# Possible LGD ?



## goats&moregoats (Sep 16, 2014)

I was checking on an ad for a farm dog. The original dog I was checking on the ruscue place feels would not be a good fit. So they sent me this picture. His name is Rocky.  He is 1/2  Akbash & 1/2 English Shepherd. 14 months old. They feel he will make a good LG, but the 1/2 English Shepherd is for herding. Any opinions?

I asked if he shows guarding tendencies or herding, if he has been exposed to goats, and for back ground information. Any other questions I should ask?


----------



## Southern by choice (Sep 16, 2014)

Better to find out how they are evaluating.
Ask them what there evaluations consist of.
Most in rescues and pet world will do pet evals. 
When a dog does "well" under these type evals then it is usually going to be a bad LGD. Most of the traits you want in a LGD are opposite of what you would see in a pet.

How long has the dog been in rescue and what history can they give you.

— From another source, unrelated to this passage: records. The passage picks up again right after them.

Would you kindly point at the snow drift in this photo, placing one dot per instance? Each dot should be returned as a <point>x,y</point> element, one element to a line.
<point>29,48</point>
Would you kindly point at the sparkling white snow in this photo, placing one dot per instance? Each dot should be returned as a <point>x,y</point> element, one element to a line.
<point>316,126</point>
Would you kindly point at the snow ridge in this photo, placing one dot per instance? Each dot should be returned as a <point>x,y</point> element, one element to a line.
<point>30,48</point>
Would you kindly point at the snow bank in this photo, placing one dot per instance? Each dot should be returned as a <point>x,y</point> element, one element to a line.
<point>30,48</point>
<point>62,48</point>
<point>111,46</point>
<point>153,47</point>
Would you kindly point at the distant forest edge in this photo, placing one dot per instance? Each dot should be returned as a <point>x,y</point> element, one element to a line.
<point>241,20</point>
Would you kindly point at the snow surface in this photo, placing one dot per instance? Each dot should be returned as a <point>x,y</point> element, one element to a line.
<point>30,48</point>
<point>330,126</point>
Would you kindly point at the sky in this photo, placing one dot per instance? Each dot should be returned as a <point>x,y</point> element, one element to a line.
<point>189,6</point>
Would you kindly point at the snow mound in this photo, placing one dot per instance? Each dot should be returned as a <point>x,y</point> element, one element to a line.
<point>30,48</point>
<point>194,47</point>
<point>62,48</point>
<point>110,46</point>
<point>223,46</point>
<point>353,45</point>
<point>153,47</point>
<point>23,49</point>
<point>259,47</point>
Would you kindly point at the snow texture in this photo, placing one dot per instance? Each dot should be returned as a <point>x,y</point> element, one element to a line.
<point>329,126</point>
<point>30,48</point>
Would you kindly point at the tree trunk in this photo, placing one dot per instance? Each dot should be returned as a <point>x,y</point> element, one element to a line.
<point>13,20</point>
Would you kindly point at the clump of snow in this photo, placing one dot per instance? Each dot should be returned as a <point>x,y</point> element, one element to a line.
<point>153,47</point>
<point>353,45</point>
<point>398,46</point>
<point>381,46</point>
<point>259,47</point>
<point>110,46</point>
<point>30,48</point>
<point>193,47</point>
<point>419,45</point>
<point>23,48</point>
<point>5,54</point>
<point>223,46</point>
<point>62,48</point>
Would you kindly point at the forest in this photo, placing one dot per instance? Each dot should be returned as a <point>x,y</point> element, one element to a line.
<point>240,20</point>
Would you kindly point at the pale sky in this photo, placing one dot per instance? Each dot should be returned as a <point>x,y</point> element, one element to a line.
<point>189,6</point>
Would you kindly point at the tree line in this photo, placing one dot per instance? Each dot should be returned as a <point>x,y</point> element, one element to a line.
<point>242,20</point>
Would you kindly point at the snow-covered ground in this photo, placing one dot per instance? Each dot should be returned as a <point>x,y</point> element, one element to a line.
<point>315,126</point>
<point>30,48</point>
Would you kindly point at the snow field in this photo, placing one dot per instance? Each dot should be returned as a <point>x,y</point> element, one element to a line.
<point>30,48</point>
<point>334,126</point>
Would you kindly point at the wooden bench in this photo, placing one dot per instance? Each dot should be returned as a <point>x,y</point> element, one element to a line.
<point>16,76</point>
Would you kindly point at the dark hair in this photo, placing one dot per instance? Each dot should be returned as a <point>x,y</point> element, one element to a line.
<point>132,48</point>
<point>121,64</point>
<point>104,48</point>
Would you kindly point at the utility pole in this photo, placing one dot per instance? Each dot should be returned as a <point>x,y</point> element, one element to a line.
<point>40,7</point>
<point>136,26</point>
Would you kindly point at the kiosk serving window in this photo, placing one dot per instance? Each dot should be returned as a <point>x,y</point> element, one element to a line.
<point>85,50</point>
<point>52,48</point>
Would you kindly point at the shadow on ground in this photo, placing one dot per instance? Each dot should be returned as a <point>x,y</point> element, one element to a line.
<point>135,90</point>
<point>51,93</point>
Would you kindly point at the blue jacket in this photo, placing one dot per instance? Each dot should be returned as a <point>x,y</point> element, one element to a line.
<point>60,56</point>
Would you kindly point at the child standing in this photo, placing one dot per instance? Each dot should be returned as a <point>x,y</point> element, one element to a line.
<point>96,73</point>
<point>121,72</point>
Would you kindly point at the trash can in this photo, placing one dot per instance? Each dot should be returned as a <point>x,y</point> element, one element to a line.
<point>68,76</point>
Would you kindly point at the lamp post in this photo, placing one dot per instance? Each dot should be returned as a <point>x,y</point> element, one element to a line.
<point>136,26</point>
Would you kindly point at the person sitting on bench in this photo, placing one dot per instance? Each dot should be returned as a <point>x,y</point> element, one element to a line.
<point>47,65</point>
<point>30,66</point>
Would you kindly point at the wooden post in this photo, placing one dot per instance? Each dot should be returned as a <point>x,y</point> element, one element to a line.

I personally never recommend a herding cross LGD breed cross. Yes there is that rare dog that may work out in a general sense yet those that have these crosses and "swear" by them usually the dog still cannot be left alone while a goat is kidding or a sheep is lambing or they have to take kids/lambs away or they block or chase when nervous. They simply are opposite of what a LGD breed is.


----------